How to Use Let’s Encrypt with Apache Tomcat for Https Support in Java Applications

Implementing HTTPS in your Java applications hosted on Apache Tomcat enhances security by encrypting data transmitted between the server and clients. Using Let’s Encrypt provides a free and automated way to obtain SSL/TLS certificates, making it accessible for developers and organizations of all sizes. This guide explains how to set up Let’s Encrypt with Apache Tomcat to enable HTTPS support.

Prerequisites

• A server running Apache Tomcat (version 9 or later recommended)
• Root or sudo access to the server
• Domain name pointing to your server's IP address
• Certbot installed for obtaining Let’s Encrypt certificates

Installing Certbot and Obtaining a Certificate

First, install Certbot on your server. For Ubuntu, use:

sudo apt update && sudo apt install certbot

Next, obtain a certificate for your domain:

sudo certbot certonly --standalone -d yourdomain.com

This command will generate the certificate files typically stored in /etc/letsencrypt/live/yourdomain.com/.

Configuring Tomcat for SSL

Locate your Tomcat's server.xml file, usually in conf directory. Backup the file before editing.
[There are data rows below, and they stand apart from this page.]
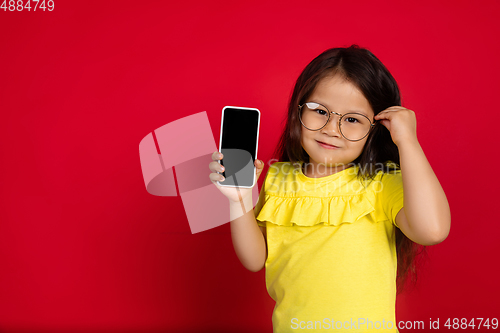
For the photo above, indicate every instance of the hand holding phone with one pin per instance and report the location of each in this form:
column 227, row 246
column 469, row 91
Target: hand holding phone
column 238, row 144
column 234, row 194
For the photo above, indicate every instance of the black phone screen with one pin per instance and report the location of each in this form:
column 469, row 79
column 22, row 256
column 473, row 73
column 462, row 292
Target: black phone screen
column 239, row 137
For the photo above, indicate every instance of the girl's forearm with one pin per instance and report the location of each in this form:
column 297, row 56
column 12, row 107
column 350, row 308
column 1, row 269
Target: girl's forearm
column 425, row 205
column 248, row 241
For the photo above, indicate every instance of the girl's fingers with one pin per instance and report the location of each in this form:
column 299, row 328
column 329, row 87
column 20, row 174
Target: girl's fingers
column 214, row 177
column 217, row 156
column 216, row 167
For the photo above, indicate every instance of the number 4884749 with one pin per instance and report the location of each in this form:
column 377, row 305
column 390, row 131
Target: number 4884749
column 27, row 5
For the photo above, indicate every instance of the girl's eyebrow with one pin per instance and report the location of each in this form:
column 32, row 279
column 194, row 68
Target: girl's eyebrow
column 348, row 111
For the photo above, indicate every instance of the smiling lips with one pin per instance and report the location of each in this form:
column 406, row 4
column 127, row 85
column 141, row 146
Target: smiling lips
column 326, row 145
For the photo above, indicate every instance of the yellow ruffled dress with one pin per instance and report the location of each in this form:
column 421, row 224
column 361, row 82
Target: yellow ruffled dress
column 331, row 249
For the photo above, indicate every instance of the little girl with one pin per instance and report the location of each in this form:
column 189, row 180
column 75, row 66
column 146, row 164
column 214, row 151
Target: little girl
column 332, row 226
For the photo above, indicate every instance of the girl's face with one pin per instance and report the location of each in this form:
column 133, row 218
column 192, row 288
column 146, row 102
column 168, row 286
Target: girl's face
column 341, row 97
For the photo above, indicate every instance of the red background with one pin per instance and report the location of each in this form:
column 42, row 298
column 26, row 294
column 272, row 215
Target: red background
column 84, row 247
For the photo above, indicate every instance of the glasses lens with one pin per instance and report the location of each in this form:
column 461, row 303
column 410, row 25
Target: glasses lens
column 355, row 126
column 313, row 116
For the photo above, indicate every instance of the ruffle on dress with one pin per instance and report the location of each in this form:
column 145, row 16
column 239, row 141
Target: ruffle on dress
column 310, row 211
Add or modify the Connector element to include SSL configuration:

<Connector port="8443" protocol="org.apache.coyote.http11.Http11NioProtocol"
           maxThreads="150" SSLEnabled="true" scheme="https" secure="true"
           keystoreFile="/path/to/keystore.p12" keystoreType="PKCS12"
           keystorePass="your-keystore-password" clientAuth="false" sslProtocol="TLS" />

Creating a PKCS12 Keystore

Convert the Let’s Encrypt certificates to a PKCS12 keystore:

openssl pkcs12 -export -in /etc/letsencrypt/live/yourdomain.com/fullchain.pem -inkey /etc/letsencrypt/live/yourdomain.com/privkey.pem -out /path/to/keystore.p12 -name tomcat -password pass:your-keystore-password

Restarting Tomcat and Testing

After configuring the server.xml and creating the keystore, restart Tomcat:

sudo systemctl restart tomcat

Open your browser and navigate to https://yourdomain.com:8443. You should see a secure connection indicated by a padlock icon.

Renewing Certificates

Let’s Encrypt certificates are valid for 90 days. Set up a cron job to automatically renew them:

sudo certbot renew --post-hook "systemctl restart tomcat"

This command renews the certificate and restarts Tomcat to apply the new certificates automatically.